Libre, elle se déhanche dans Paris. Elle se sent pousser des ailes.

Mais tout à coup, une voix qu’elle reconnaîtrait parmi des milliers vient briser cette précieuse balade.

‘’Elle est là’’! Crie un vieil homme.

C’est le garde ! Il l’a retrouvé !

Judith tente de s’enfuir. Elle court de plus en plus vite, se glisse dans une ruelle étroite, puis dans une autre. Elle jette un rapide coup d’œil derrière elle. Le garde est toujours là avec son grand lasso, prêt à la capturer. "Il court si vite ce vieillard". Se dit-elle en fonçant dans une rue sombre. Judith arrive près de la Seine. Le garde n’est plus seul. Elle est encerclée… Elle regarde autour d’elle. Il n’y a plus d’issue ! Tout espoir de s’enfuir s’évanouit. Elle ne verra jamais la belle dame de fer s’illuminer et danser dans le noir.

Non ! Cela ne peut pas se terminer ainsi. Judith regarde la Seine derrière elle.
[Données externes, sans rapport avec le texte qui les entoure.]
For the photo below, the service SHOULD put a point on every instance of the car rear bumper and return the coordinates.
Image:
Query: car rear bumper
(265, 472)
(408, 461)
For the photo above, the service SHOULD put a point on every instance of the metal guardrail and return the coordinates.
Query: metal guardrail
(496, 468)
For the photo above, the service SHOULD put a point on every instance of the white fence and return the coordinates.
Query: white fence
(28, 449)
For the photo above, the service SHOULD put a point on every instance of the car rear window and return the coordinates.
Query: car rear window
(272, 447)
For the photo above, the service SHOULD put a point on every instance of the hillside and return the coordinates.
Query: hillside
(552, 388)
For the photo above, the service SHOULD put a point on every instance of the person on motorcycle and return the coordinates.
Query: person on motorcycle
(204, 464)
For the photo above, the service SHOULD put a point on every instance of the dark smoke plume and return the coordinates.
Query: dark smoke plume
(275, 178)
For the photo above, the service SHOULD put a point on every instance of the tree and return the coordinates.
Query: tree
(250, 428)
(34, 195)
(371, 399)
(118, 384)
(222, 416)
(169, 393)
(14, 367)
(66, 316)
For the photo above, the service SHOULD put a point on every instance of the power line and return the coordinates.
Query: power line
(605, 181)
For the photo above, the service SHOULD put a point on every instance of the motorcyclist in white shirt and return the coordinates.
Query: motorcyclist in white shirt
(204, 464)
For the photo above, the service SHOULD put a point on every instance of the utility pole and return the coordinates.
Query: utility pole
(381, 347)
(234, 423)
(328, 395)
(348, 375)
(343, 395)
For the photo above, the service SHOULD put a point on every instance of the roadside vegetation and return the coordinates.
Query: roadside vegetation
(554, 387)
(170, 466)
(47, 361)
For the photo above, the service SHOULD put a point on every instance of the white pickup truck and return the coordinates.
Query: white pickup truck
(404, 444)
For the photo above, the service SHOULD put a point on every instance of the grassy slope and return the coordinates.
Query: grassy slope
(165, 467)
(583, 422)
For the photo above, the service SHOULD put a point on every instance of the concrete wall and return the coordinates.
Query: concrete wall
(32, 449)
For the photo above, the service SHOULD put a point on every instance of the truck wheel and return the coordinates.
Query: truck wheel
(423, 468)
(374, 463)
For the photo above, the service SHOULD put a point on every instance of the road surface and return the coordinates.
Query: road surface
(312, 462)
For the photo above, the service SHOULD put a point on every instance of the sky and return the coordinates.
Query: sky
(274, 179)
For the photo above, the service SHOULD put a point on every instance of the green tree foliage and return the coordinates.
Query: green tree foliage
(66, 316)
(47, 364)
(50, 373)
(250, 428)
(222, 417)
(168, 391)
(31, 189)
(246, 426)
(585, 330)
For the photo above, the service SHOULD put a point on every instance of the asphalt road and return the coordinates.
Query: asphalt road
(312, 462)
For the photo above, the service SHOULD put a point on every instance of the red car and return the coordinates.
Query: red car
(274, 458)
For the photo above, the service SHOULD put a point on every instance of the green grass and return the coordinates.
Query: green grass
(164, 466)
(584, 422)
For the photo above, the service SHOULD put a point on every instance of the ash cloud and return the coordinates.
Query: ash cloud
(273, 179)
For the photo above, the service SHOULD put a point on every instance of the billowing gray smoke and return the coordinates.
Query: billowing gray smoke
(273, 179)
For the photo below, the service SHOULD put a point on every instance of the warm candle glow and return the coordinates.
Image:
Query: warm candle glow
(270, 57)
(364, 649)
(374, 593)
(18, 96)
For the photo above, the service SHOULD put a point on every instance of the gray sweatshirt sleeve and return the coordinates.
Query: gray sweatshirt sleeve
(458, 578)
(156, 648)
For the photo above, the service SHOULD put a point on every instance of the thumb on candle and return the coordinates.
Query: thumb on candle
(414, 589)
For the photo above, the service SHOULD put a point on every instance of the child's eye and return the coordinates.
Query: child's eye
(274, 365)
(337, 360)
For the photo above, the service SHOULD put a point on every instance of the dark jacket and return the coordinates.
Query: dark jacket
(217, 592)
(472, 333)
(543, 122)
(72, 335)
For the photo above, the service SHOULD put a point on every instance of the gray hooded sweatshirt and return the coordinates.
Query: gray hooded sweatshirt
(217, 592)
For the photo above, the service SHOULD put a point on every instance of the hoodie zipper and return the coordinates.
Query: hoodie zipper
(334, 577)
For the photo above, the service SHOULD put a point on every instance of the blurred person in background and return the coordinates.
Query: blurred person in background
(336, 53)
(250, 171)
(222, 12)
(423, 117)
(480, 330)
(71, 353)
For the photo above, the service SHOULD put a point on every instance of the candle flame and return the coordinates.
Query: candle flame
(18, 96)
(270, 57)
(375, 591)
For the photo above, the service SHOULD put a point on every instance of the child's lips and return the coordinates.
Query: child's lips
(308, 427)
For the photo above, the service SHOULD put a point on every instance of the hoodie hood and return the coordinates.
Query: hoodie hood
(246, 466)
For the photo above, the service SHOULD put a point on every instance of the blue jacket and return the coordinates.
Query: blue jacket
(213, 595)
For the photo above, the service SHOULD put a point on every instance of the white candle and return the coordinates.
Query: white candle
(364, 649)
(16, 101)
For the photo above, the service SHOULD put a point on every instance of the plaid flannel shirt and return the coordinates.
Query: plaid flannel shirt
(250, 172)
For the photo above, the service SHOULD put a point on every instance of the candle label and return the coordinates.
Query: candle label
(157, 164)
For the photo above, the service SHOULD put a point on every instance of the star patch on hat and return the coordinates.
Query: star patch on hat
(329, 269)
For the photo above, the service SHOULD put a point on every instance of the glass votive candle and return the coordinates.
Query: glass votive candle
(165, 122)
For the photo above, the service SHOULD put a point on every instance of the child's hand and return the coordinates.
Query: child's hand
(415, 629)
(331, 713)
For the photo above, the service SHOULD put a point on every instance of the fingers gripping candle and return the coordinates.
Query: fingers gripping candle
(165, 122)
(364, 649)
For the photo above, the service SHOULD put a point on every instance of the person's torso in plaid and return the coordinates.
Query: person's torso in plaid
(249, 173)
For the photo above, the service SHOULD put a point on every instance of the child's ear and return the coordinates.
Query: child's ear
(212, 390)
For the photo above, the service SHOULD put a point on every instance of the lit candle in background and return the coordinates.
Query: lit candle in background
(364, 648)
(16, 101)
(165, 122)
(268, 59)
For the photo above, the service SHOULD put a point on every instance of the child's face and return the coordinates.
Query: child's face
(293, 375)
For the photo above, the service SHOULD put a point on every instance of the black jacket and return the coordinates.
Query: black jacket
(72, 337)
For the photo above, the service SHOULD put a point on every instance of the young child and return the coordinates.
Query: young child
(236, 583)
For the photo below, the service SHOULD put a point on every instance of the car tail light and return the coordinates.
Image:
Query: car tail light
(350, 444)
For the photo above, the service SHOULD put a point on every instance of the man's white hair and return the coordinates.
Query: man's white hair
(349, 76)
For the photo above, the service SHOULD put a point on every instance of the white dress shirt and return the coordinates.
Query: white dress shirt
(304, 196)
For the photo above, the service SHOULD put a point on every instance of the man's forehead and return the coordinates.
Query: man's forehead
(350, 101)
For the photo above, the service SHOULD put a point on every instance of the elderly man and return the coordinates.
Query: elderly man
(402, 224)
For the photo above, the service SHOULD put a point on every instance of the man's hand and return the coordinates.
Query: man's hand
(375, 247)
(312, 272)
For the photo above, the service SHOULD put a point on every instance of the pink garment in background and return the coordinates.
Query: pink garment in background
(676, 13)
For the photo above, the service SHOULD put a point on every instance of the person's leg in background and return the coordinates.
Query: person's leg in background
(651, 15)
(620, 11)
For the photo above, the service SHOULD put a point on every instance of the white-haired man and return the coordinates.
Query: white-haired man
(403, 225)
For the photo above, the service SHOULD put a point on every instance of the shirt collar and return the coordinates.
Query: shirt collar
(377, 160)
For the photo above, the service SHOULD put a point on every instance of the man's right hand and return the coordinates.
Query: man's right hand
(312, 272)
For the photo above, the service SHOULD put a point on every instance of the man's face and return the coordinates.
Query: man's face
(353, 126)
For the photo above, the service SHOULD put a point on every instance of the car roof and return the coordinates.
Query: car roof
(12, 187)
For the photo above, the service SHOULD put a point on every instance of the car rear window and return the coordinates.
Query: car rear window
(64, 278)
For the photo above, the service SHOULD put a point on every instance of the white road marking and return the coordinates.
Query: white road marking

Le garde n’est plus qu’à un mètre d’elle.

"Jamais !" crie Judith en sautant dans le fleuve. Le fort courant l’emporte loin, si loin. Elle n’arrive pas à nager, elle n’y arrive plus. Ces années passées dans un cirque à faire le show sur scène l’ont éloigné de sa vraie nature. Après tout, un hippopotame est censé savoir nager ! Elle boit la tasse. Le fleuve la fait tourbillonner dans tous les sens, puis tout à coup, un premier battement de jambe. Un second battement de jambe ne se fait pas attendre, puis le popotin qui bouge, ça y est, elle y arrive enfin ! Elle nage !


Elle utilise ses dernières forces pour rejoindre la rive. Elle nage près des péniches décorées de roses et de loupiotes tamisées où quelques amoureux s’arrêtent de s’embrasser, ébahis par le passage inattendu de cet hippopotame.

Épuisée, elle sort de l’eau en marchant à l’aveuglette. Mais quelque chose l’éblouit. Une lumière qui scintille, une lumière étourdissante. Ses yeux remplis de vase l’empêche de voir correctement. Pourvu que ce ne soit pas ce garde prie-t-elle. Après quelques secondes à essayer de nettoyer ses yeux, elle reconnaît enfin cette lumière.

Cette silhouette pyramidale, fine et divine... la majestueuse dame de fer se tient debout sous ses yeux.

Dansant dans le clair-obscur de la nuit, des centaines de personnes la regarde faire son spectacle.

C’est la cacophonie autour d’elle. Les gens n’ont pas l’habitude de voir un aussi gros animal dans les rues de Paris.

Mais Judith ne le remarque pas ! Elle ne quitte pas des yeux la tour Effel. Quelle est belle…Quelle est grande…


Le garde est derrière elle.

"Il est temps de rentrer ma belle" dit-il essoufflé.

Judith n’en a que faire, car le temps d’une soirée, la belle Judith était libre, la belle Judith a vu Paris, la belle Judith a enfin vu la Tour Eiffel.